The discovery as to how exactly the genetic message of oestrogen receptor-alpha is regulated sets up a future scenario in which functional assays of this kind can be performed on sufferers, leading to a more targeted treatment.

Breast cancer has long been a prime candidate for a more focused therapy and scientists strongly believe the existence of oestrogen signalling and changes in epigenetic control in breast cancer could be a pathway that could be relatively easy to disrupt.

Oestrogen receptor activity is known to be regulated in two ways. Ligand- or steroid-dependent occurs when the receptor has to bind to a small molecule to become active.

The other approach is independent of the ligand and requires the action of another kind of molecule, like a growth factor to become active. Through this research, the scientists were able to see how the receptor was affected by the two different types of stimulation, distinguishing between them.

Scientists from the Baylor College of Medicine in Houston used high throughput microscopy that uses robots and techniques to generate thousands of images of a cell to track the activity.

"Our research would never have been possible without the combination of manual and high throughput microscopy," commented lead researcher Dr Michael Mancini.

Through his innovative use of microscopic techniques, Mancini and his colleagues set up a system that allows multiple quantitative single-cell analyses of how the oestrogen receptor regulates that transcription of genetic messages.

What was intriguing was the cell line contained elements that lit up when the oestrogen receptors were activated. To track the activity the oestrogen receptor was marked with a green fluorescent protein.

When it lit up, it enabled researchers to "see" through a microscope the actions of a protein on the oestrogen receptor.

The technique allowed them to see the receptor move in and out of the nucleus, bind to DNA and remodel the chromatin molecule that makes up the cell's chromosomes.

In addition to this, the system as a whole enabled the researchers to differentiate the manner in which oestrogen receptor responded to a ligand (estradiol) and to a growth factor (epidermal growth factor).

"You can look at DNA occupancy of receptor and coregulators, chromatin modelling and transcription at the same time in the same image, this is a good example of why the approach is being called 'high content analysis'," said Mancini.
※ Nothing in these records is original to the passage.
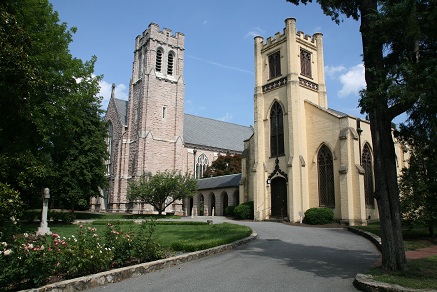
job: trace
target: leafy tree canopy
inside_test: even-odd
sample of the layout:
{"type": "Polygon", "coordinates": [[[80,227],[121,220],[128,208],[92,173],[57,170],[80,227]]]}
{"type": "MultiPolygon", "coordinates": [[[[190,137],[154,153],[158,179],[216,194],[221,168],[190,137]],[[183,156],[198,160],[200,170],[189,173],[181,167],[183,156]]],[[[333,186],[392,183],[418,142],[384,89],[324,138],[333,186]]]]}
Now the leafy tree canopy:
{"type": "Polygon", "coordinates": [[[0,3],[0,182],[27,206],[44,187],[71,207],[105,185],[101,77],[70,54],[75,31],[47,0],[0,3]]]}
{"type": "Polygon", "coordinates": [[[205,170],[204,177],[241,173],[241,155],[219,155],[205,170]]]}
{"type": "Polygon", "coordinates": [[[140,200],[155,207],[159,214],[176,200],[192,197],[197,180],[175,171],[143,175],[129,182],[128,199],[140,200]]]}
"What is really exciting is not only how fast we can collect the data, but the image analysis toolbox is expanding at a remarkably fast rate. This is the beginning of high throughput systems biology."

Personalised medicine is closer to reality now more than ever. As well as predisposition tests, the use of genetic information to prescribe drugs, or combinations of drugs, would be used to treat a patient's disease more effectively.

Several marketed drugs already come with companion diagnostic test to check a patient is suitable to receive the drug, for example Roche/Genentech's Herceptin (trastuzumab), used to treat breast cancer.

The report features in the current issue of the Public Library of Science-One.